年金への国庫負担2分の1への引き上げは、一体改革論議以前の課題であり、本来は国の歳出見直しの中で検討されるべき筋合いのものである。にもかかわらず、それが消費税引き上げの口実とされているところに、素案の中心的な狙いが示されている。
第三に、素案でも言及しているように、1999年度に消費税は年金等のために使用するという「福祉目的税化」が行われ、その後の高齢化進展で税率5%では社会保障財源としては不足する状況となっている。このことからも明らかなように、消費税を福祉目的税とすることは、繰り返し消費税の引き上げか社会保障給付の抑制かという分断を国民に迫る結果になりかねない。その反面で、一般会計での軍事費の聖域化を黙認することにもなりかねない。
第四に、税制改革の課題として、消費税率引き上げに伴う累進性の低下から「所得税の負担水準をこれ以上低下」させることに慎重としながら、2012年度から5%引き下げられる法人税率については「引き続き」引き下げを検討課題としていることである。

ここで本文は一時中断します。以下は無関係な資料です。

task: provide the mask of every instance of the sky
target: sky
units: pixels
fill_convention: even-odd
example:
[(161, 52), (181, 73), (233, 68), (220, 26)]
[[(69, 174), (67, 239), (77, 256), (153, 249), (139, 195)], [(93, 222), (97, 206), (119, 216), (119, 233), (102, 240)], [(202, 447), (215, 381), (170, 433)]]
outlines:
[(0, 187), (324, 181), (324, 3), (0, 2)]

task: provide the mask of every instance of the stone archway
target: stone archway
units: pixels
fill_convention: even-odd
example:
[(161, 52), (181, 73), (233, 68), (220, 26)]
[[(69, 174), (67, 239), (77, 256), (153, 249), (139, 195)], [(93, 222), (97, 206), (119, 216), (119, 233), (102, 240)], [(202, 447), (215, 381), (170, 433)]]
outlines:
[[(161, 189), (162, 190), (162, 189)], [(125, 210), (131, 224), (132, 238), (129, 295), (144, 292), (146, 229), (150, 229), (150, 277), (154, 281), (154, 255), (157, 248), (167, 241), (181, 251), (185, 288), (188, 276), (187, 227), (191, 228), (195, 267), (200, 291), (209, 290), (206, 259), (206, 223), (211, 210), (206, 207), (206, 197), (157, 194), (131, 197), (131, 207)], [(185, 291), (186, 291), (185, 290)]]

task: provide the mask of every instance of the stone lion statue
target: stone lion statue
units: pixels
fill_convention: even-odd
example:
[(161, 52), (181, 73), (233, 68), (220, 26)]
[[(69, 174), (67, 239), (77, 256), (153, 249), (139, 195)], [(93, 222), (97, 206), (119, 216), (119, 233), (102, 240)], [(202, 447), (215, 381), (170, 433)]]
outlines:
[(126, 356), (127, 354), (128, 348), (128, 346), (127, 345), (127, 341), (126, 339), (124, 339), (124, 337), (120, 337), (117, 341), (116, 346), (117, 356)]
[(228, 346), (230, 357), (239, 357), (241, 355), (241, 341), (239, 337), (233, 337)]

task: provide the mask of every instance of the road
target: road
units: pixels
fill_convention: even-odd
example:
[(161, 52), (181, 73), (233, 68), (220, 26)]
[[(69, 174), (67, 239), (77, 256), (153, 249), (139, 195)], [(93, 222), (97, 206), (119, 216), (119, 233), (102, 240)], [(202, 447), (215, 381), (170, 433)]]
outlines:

一部大企業だけで、256兆円もの内部留保をため込み、日本では最も担税能力の高い大企業に応分の負担を求めなければ社会保障の持続可能性を確保する財源確保はできないという当然のことがないがしろにされている。
第五に、消費税率引き上げの突破口として、衆議院議員定数の80削減、独立行政法人改革などの行政改革、公務員給与削減のための特別措置法の早期成立など強調されるという、為にする論が展開されていることである。
議員定数の削減は、主権者国民の意思を国会に反映させるという民主主義の課題であり、庶民増税を押し付けるための口実としては逆立ちしている。民主党政権が行った事業仕分けでも明らかなように、行政改革では財政効果を生じさせる結果は生まれない上に、公務公共サービスの低下に直結し、公務の民営化が新たな利権構造を生み出すという皮肉な結果の元凶となっている。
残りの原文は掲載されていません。